LAS GEMELAS DEL PATRÓN LLEVABAN 5 MESES LLORANDO DE DÍA Y DE NOCHE… PERO CUANDO LA HUMILDE SEÑORA DEL ASEO LOGRÓ CALMARLAS, SALIÓ A LA LUZ EL ATERRADOR SECRETO DE LA DOCTORA

PARTE 1

16:30 de la tarde. Lunes. Lucía cruzó los pesados portones de la mansión en Jardines del Pedregal, una de las zonas más exclusivas y blindadas de la Ciudad de México. Apretó los productos de limpieza contra su pecho, sintiendo cómo el corazón le latía a 1000 por hora por puro miedo. Ver a los escoltas con las armas largas bajo las chamarras de cuero le helaba la sangre, pero había un sonido aún más desgarrador que lograba opacar el ruido de las frecuencias de radio y los motores de las camionetas negras.

Eran los gritos desesperados de 2 recién nacidas que retumbaban por todos los lujosos pasillos de mármol y cantera. A sus 29 años, Lucía llevaba 3 semanas completas trabajando como empleada doméstica en esa enorme fortaleza. Fue la sexta mujer enviada por la agencia tras las masivas renuncias del personal previo, quienes habían huido por puro pánico al ambiente pesado del lugar y a la leyenda urbana que rodeaba al dueño de la propiedad.

“Ay, Dios mío, pobrecitas chamacas”, susurró Lucía para sí misma, tocando inconscientemente la vieja cicatriz en su mano izquierda. Ese era un doloroso recordatorio de Diego, el maldito exmarido que la molió a golpes años atrás, provocando que perdiera a su bebé de 6 meses de gestación. Desde entonces, el llanto de un niño no le causaba molestia, sino una urgencia visceral por protegerlo.

De pronto, en la cima de las enormes escaleras de caracol, apareció Gabriel Martínez. A sus 38 años, el hombre que todos conocían como el líder de la familia más pesada del norte del país parecía un muerto en vida. Sus ojos tenían ojeras tan profundas que parecían moretones.

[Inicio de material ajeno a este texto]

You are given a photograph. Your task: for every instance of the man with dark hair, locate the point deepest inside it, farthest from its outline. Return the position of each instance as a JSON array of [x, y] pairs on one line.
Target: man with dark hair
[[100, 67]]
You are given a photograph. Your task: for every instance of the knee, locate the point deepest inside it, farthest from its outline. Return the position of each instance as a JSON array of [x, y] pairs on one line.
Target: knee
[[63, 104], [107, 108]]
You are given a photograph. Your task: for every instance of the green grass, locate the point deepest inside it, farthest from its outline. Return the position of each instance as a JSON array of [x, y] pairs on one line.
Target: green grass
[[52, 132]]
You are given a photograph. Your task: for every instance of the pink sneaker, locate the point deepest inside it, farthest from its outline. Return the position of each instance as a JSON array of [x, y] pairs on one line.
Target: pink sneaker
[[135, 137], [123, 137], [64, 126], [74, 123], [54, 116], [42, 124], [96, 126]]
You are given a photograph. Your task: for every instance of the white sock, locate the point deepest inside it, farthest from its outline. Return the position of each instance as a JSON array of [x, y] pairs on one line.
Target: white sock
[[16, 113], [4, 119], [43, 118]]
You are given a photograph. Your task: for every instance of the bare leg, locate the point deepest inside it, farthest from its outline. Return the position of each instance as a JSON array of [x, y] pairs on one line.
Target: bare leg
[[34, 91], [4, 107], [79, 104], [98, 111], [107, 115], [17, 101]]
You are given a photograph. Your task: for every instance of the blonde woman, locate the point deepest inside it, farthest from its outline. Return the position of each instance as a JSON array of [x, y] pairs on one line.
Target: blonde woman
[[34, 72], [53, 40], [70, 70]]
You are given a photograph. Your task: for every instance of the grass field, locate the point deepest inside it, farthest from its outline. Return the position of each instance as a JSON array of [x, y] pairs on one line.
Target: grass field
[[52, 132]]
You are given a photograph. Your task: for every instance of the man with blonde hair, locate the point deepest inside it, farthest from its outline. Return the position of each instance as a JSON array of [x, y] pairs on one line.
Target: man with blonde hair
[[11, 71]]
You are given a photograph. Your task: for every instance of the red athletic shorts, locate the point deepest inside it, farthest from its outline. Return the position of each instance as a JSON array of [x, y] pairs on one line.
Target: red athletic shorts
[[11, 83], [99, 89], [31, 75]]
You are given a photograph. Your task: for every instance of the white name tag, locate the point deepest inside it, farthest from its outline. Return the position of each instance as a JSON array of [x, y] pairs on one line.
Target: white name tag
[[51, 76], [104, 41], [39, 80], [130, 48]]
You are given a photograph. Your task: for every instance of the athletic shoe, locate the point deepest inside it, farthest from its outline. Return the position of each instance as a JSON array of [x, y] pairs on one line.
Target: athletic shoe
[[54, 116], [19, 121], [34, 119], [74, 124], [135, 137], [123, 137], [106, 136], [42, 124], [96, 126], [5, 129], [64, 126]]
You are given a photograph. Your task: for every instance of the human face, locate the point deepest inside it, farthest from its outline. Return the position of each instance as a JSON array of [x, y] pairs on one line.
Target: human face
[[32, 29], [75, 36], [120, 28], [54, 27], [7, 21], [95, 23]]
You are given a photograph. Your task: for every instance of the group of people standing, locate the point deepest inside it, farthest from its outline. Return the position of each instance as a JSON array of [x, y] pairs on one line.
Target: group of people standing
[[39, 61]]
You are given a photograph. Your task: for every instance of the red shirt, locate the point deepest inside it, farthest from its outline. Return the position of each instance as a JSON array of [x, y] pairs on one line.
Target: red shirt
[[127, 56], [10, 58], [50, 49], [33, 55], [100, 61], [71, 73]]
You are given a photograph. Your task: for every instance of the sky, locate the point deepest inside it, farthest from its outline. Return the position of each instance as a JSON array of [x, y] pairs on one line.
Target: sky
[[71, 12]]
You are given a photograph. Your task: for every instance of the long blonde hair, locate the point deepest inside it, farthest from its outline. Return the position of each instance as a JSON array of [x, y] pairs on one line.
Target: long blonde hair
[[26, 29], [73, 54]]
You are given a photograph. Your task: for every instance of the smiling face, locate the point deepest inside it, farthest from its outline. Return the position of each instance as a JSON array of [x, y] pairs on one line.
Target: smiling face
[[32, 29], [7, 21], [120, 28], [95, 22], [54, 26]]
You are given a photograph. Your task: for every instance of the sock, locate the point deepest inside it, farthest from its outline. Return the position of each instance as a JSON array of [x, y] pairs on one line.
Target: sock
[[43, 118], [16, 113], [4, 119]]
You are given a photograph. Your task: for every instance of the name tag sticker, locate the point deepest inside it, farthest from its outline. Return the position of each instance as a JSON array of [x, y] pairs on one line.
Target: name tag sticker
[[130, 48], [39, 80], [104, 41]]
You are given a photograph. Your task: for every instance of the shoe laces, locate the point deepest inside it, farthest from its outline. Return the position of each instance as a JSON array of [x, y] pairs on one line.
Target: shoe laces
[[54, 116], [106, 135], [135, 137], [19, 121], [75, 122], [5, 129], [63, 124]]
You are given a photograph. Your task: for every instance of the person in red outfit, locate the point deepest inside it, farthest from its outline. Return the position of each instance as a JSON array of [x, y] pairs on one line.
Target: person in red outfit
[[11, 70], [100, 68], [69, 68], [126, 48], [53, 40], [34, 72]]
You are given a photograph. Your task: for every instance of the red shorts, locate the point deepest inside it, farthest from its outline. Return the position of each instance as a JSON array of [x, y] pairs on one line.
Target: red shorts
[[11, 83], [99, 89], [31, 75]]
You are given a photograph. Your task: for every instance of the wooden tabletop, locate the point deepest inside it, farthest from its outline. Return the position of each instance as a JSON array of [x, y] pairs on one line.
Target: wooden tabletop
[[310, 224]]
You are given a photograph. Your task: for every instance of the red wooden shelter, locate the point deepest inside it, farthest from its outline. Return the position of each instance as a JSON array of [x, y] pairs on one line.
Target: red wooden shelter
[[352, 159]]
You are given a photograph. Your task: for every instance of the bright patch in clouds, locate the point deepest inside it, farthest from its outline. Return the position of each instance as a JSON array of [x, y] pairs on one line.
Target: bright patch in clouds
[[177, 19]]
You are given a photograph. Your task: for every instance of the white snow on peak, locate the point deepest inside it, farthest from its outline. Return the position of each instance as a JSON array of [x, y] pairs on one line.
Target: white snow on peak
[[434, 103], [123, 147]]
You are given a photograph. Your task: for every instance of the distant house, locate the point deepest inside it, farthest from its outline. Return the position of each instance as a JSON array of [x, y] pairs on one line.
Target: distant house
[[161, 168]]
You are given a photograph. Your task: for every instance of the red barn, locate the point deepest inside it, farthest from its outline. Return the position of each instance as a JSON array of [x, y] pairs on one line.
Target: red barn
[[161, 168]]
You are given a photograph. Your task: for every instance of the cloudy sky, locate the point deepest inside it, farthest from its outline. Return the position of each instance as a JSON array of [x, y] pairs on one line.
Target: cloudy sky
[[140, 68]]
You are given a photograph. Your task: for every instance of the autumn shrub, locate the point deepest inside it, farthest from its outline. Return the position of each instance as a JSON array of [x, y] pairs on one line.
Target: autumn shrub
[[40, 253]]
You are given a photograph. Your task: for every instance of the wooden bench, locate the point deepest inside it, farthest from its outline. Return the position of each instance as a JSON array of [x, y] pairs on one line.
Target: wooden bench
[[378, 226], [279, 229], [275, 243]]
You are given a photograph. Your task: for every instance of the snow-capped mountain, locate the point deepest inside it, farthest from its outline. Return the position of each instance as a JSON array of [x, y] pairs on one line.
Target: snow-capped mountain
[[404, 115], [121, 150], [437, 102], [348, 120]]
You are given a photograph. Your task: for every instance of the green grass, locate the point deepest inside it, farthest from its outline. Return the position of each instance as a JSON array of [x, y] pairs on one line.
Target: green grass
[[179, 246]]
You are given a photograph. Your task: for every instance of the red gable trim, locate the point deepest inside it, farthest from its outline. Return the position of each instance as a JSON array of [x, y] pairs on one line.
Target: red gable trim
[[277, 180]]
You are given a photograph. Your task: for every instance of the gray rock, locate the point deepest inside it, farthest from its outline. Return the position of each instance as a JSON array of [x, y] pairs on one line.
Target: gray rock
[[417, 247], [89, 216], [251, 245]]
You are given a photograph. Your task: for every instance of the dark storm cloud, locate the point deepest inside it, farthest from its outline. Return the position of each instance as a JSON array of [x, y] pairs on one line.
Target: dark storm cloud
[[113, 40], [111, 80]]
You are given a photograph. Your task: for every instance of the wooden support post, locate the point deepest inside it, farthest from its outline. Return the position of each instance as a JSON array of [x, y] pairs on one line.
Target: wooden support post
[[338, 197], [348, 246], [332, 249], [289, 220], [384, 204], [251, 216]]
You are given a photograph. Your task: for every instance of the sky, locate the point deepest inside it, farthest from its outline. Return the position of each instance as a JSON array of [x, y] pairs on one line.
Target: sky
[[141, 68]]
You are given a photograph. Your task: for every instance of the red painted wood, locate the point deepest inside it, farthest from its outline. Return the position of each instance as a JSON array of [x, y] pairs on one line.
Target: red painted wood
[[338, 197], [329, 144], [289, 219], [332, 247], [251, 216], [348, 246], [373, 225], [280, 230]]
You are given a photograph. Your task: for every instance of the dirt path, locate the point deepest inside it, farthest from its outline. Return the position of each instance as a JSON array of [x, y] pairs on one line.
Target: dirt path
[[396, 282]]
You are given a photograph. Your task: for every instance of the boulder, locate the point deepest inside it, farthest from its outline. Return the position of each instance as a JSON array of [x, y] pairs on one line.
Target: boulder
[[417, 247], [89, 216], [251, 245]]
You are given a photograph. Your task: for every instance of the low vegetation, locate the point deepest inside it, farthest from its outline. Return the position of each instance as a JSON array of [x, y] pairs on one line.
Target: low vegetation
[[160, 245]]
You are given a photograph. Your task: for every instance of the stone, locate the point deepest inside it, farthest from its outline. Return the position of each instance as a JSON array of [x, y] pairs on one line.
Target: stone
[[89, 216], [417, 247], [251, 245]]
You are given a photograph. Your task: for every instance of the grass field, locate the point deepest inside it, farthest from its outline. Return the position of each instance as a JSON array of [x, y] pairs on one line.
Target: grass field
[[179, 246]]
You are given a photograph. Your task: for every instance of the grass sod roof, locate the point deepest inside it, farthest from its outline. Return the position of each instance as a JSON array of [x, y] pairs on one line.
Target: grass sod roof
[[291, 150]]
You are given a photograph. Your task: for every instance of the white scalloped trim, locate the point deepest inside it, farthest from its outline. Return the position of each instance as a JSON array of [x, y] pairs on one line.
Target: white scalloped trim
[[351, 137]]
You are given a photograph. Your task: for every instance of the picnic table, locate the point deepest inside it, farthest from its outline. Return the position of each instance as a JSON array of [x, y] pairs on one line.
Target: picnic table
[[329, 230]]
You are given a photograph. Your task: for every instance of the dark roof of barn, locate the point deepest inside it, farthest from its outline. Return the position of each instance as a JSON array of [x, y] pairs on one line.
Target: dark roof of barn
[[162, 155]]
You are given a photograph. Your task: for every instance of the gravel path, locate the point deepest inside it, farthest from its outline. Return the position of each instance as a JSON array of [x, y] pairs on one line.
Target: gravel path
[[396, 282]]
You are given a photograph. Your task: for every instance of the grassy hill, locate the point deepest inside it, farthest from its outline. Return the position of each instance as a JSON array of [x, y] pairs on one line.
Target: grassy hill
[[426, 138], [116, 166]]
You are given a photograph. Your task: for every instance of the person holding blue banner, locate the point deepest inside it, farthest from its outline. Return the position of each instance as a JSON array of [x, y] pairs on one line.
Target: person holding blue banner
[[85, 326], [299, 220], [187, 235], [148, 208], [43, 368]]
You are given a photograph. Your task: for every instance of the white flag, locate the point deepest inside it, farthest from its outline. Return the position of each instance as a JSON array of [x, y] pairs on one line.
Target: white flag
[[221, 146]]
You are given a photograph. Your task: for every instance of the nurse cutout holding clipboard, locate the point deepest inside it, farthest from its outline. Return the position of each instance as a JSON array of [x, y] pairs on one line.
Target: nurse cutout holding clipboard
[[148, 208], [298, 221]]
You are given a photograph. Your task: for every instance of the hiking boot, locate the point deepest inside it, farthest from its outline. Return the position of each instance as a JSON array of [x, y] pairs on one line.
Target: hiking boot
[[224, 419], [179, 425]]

Llevaba 5 meses de puro infierno, el mismo tiempo exacto que sus hijas llevaban llorando sin que nadie en el mundo, ni los mejores especialistas de Houston, pudiera calmarlas.

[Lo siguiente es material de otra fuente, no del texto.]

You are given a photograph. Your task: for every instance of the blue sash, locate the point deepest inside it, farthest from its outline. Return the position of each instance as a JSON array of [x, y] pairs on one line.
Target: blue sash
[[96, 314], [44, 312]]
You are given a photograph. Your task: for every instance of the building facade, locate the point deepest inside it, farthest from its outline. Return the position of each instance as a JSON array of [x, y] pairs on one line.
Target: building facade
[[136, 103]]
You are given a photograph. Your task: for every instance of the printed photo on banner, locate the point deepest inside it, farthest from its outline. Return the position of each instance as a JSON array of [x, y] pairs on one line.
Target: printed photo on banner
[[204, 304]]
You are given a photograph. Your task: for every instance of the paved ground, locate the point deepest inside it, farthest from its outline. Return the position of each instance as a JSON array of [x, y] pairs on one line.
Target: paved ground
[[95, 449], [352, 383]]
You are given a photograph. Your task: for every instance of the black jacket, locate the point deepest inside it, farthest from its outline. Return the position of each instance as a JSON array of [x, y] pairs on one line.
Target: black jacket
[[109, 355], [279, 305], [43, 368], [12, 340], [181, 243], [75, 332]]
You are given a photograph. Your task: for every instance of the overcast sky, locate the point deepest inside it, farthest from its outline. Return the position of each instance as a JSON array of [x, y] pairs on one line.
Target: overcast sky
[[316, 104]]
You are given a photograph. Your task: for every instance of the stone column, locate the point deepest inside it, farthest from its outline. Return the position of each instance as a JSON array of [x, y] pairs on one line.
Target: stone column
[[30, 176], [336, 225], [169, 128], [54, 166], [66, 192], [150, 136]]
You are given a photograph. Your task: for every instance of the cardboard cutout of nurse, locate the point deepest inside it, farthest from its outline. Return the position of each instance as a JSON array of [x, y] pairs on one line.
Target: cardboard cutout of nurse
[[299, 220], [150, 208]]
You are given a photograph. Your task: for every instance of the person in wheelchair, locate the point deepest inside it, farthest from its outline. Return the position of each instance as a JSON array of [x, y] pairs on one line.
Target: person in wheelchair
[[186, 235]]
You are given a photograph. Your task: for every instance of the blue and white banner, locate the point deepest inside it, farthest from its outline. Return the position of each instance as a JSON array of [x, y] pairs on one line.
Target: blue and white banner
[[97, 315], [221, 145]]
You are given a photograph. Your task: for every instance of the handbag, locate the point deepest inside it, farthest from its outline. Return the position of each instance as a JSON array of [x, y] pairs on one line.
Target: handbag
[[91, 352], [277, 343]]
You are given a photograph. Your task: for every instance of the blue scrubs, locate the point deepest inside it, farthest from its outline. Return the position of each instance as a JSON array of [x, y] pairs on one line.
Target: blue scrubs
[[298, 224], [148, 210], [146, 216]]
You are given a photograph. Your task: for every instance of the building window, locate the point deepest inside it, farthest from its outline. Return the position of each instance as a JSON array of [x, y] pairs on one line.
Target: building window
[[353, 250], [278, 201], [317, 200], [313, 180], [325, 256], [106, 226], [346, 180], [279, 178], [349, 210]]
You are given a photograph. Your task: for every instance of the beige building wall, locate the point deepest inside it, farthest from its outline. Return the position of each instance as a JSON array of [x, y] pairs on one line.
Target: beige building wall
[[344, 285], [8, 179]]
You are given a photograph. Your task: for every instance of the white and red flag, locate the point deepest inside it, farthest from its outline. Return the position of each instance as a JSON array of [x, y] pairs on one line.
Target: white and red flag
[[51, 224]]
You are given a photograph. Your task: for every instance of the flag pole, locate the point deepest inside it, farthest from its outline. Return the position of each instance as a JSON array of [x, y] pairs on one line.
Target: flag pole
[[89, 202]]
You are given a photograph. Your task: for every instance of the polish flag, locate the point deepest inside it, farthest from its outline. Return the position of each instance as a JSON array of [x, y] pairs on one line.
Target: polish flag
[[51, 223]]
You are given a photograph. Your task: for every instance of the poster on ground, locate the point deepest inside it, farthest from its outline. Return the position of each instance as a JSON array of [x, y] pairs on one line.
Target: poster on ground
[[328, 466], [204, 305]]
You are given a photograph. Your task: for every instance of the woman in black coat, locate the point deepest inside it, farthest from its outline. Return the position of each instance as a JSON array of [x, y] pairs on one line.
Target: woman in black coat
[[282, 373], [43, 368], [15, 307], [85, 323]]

“¿Qué clase de padre soy, güey?”, le gritó Gabriel a su mayordomo, Don Enrique, un hombre de 57 años que siempre cargaba una libreta de cuero donde anotaba cada detalle de la casa. “¡Puedo controlar esta ciudad completa, puedo doblar a mis enemigos, pero dejo que mis hijas sufran así todos los días! ¡Neta que no valgo madre para esto, Enrique!”.

Lucía se quedó congelada en el pasillo, ocultándose tras una columna. El dolor crudo y real en la voz de ese hombre tan temido, cuya fama de implacable hacía temblar a cualquiera, le partió el alma en mil pedazos. No era el “Patrón” hablando, era un hombre roto.

Esa misma tarde, mientras Lucía limpiaba con extremo cuidado la repisa del cuarto de las gemelas, su codo tiró por accidente un costoso perfume de cristal francés. El estruendo fue seco. El ruido hizo que Gabriel irrumpiera en la habitación hecho una fiera incontrolable, cargando a Bella, quien lloraba hasta ponerse de color morado, casi sin aire. Detrás de él venía Don Enrique cargando a Sofía, que gritaba exactamente con la misma desesperación que su hermanita.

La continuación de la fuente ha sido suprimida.